Bumannsburg und Römerpark appellieren zum Tag des offenen Denkmals: Augen auf und Rücksicht nehmen!
Sie kam mit einem schicken neuen Mountainbike zur Führung. Ludwika Gulka-Höll würde als Museumsmitarbeiterin aber niemals damit über die Wälle der Bumannsburg fahren und springen. „Genau das ist unser Problem mit diesem Bodendenkmal“, sagte sie zum Auftakt der ersten Führung an den Resten der mittelalterlichen Burg am Tag des offenen Denkmals. „Es sind aktuell gerade die Mountainbiker, die hier vieles von den wenigen noch sichtbaren Spuren zerstören.“
Auch dafür wollten die beiden Führungen am Sonntag sensibilisieren. Sowohl die Bumannsburg als auch die sichtbaren Resten des Römerlagers in Oberaden können nur erhalten bleiben, wenn alle sorgsam damit umgehen. Beide sind echte Schätze, die viel über das Leben unserer Vorfahren verraten. Man muss nur genauer hinschauen.
Das tat zunächst Ludwika Gulka-Höll an der noch neuen Beschilderung der Bumannsburg, unterstützt mit Tablet und digitalen Karten. Was sich genau im 8. und 9, später dann auch im 13. Jahrhundert unweit der Lippe abspielte, kann niemand mehr genau rekonstruieren. Ob hier ein Adliger wohnte, vielleicht sogar ein Ritter, oder ob das Ensemble aus Motte (Turm), Wirtschaftsgebäuden und mächtigen Schutzwällen als Fliehburg vor benachbartem Feindesland, gar auf Initiative von Karl dem Großen errichtet wurde, bleibt Spekulation. Die wenigen Ausgrabungen werfen immer neue Fragen auf.
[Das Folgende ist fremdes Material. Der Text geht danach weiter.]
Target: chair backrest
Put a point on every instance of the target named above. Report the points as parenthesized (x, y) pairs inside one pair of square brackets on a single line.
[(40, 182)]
Keramikfunde zeigen Besiedlung bereits in der vorrömischen Eisenzeit. Laseruntersuchungen brachten eine Holzkonstruktion als Fundament zutage. Lippearme zogen sich noch bis Anfang des 20. Jahrhunderts dicht an dem Bauwerk vorbei. Am meisten staunten die Teilnehmer über die noch sichtbaren sogenannten Wölbäcker. Viele kleine Wälle, die für die landwirtschaftliche Nutzung dienten und offenbar die wankelmütigen Niederschläge besser nutzen konnten. Die Gäste hatten unzählige Fragen. Wie Archäologen all das sehen können, was sie selbst nie erkennen könnten. Warum hier nicht einfach einmal alles komplett ausgegraben wird. Welche Pläne für die touristische Nutzung die Stadt haben könnte. Fest steht: Das Interesse an der Burg ist immens. Viele wünschten sich, dass die Informationen noch umfangreicher und besser vermittelt werden.
Die Rekonstruktion der Holz-Erde-Mauer war auch im Römerpark in Oberaden nur der Startpunkt für genaueres Hinsehen. Museumsleiter Mark Schrader zeigte auf alten Fotos, was längst nicht mehr zu sehen ist. Dass beispielsweise der heute üppige Wald auf der Fläche des einstigen Lagers verhältnismäßig jung ist und erst vom Bergbau neu angepflanzt wurde. Dass die ersten Ausgrabungen um 1900 zwar außergewöhnlich umfangreich waren, aber auch nicht besonders wissenschaftlich. Hier ging es vor allem darum, die Museumsvitrinen zu füllen. Für Otto Prein, den ersten Initiator, stand die Suche nach Aliso, dem sagenhaften Kastell in Verbindung mit der nicht weniger sagenhaften Varusschlacht an erster Stelle.
Spannend sind auch die neueren Recherchen. Mit Hilfe von Mathematikern hat das Museumsteam die 56 Hektar große Fläche genauer unter die Lupe genommen und festgestellt: Hier wären mehr Legionen untergekommen als bisher auf Basis der uralten Historiker-Berechnungen angenommen wurde. Rund 20.000 Soldaten hätten hier Platz gefunden. Die Legionen waren höchstwahrscheinlich kleiner und in der Größe schwankender, als die älteren Forschungen postulieren. Das Oberadener Römerlager ist jedenfalls nicht nur das größte nördlich der Alpen, sondern auch das zweitälteste erforschte. Und hier hat sich in wenigen Jahren von 11 bis 8/7 v. Chr. Wichtiges abgespielt rund um die römischen Eroberungszüge unter Drusus gegen die Sugambrer. Die Mauerreste sind im Gelände noch als sanfte Hügel zu sehen. Auch hier ist genaues Hinsehen gefragt – und Rücksichtnahme.